Kansas City, Mo Cattle ranchers in Illinois reported an unusual problem in 1942: Cows had acquired a taste for license plates.
The cows were not suffering from a metal deficiency. World War II and the resulting shortage of metals caused the state to make plates out of pressed soybeans.
"They still must have had some food value because cattle farmers said when they went to feedlots, the cows would eat them off the trucks," said Martin Hohulin, a farmer and license-plate collector from Lamar, Mo. "Illinois sold its stock of excess 1942 plates to Montana for them to reuse in 1944, and farmers reported cows eating the plates there as well."
One of the few surviving 1942 Illinois soybean plates is among more than 50 license plates on display through Dec. 12 at the Joplin office of the state Division of Motor Vehicle and Drivers Licensing in Joplin.
Chris Cagle, manager of the Joplin bureau and a license-plate collector himself, said the display shows some of the unique ways the states used their plates to promote themselves.
"A lot of people come in and just glance at the wall and walk on by," Cagle said. "I see a lot of people who stand at the wall and look them over pretty closely."
Hohulin says he has as many as 3,500 plates in his collection, down from a peak of 5,000 at one time.

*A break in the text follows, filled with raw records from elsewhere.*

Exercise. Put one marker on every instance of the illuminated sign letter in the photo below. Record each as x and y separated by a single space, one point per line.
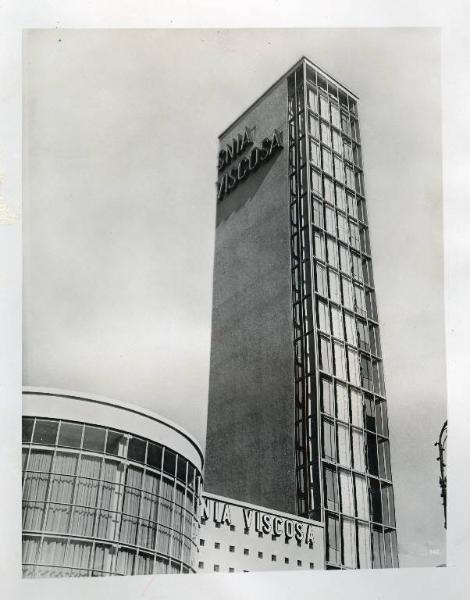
226 517
247 517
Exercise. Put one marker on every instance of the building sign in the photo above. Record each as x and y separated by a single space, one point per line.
250 161
222 513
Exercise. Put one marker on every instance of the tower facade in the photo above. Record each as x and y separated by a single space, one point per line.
297 407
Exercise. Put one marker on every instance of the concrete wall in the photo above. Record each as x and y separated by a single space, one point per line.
250 435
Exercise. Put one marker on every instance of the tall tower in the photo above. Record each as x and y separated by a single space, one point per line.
297 409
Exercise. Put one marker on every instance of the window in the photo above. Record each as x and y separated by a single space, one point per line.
332 252
340 197
314 126
325 134
330 224
327 397
378 559
344 445
322 316
377 372
136 449
333 545
342 228
329 440
315 153
348 293
362 501
344 259
367 271
324 107
349 543
321 280
319 245
350 327
328 190
326 160
337 143
70 435
340 360
365 242
325 355
356 266
45 432
331 489
353 363
312 99
354 238
336 322
363 546
335 117
366 372
342 405
316 181
345 124
93 438
356 408
349 174
363 335
358 450
369 301
333 279
359 300
338 169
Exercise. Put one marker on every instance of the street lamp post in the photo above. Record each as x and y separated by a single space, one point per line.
442 447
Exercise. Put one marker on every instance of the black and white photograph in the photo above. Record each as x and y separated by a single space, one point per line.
235 357
294 454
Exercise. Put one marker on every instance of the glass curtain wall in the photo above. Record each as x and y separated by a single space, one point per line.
342 445
102 502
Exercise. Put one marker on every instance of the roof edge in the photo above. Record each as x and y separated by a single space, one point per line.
46 391
301 60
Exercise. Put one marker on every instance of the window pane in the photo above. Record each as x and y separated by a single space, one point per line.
112 442
340 360
327 398
154 455
331 489
45 432
344 448
93 438
342 402
363 544
70 435
169 462
362 501
347 493
356 408
136 449
27 424
358 450
333 540
329 441
349 543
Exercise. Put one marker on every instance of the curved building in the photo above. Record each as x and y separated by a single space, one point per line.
108 488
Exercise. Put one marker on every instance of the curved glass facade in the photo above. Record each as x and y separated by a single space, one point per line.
98 501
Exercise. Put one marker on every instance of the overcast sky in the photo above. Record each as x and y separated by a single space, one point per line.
120 141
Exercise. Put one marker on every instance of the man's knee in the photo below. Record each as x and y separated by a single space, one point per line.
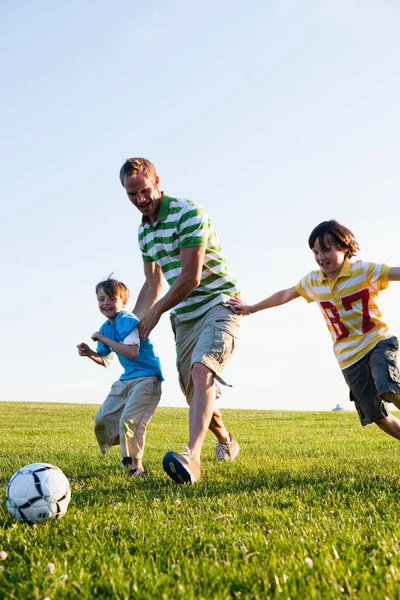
202 376
391 397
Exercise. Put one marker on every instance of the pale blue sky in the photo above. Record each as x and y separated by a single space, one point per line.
273 115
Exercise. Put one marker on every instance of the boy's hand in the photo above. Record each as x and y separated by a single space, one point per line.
239 307
84 350
97 337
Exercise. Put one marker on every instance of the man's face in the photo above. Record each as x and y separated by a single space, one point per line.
144 194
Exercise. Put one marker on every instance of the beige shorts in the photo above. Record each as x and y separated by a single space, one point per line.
209 340
124 415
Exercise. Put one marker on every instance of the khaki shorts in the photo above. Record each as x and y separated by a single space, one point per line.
123 417
373 376
209 340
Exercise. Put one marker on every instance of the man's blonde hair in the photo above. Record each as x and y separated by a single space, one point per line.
133 166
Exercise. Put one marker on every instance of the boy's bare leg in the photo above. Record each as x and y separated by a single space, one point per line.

His late son, Bill Hohulin, started collecting plates before he died in an auto accident in the 1970s. The elder Hohulin has kept collecting ever since.
"I never turn down a plate, but I've tried to limit the collection to U.S. and Canadian plates, and plates from the (Panama) Canal Zone, Guam and other U.S. possessions," Hohulin said. "The foreign plates are hard to get and are odd sizes, so I try to stick to North American plates."
Massachusetts issued the first automobile license plate in 1903, Hohulin said. The oldest tag in Hohulin's collection is a 1908 Massachusetts plate made of porcelain.
Several states made porcelain tags until the mid-1900s, he said.
Some plates are unusual for more than just their age. Hohulin said if you turn over his 1918 Nevada plate, you can see the outline of more lettering.
"In 1917, Massachusetts sold its leftover plates to Nevada," Hohulin said. "Nevada turned them into 1918 plates."
His 1912 Illinois plate has more holes than metal because it was designed to be mounted on the radiator of a car and needed to allow air to flow through it. Hohulin said Illinois used ventilated plates until 1920.
Illinois and Montana were not the only states to turn to alternative materials as a result of World War II. Another plate in Hohulin's collection is a 1942 Missouri tag made of cardboard.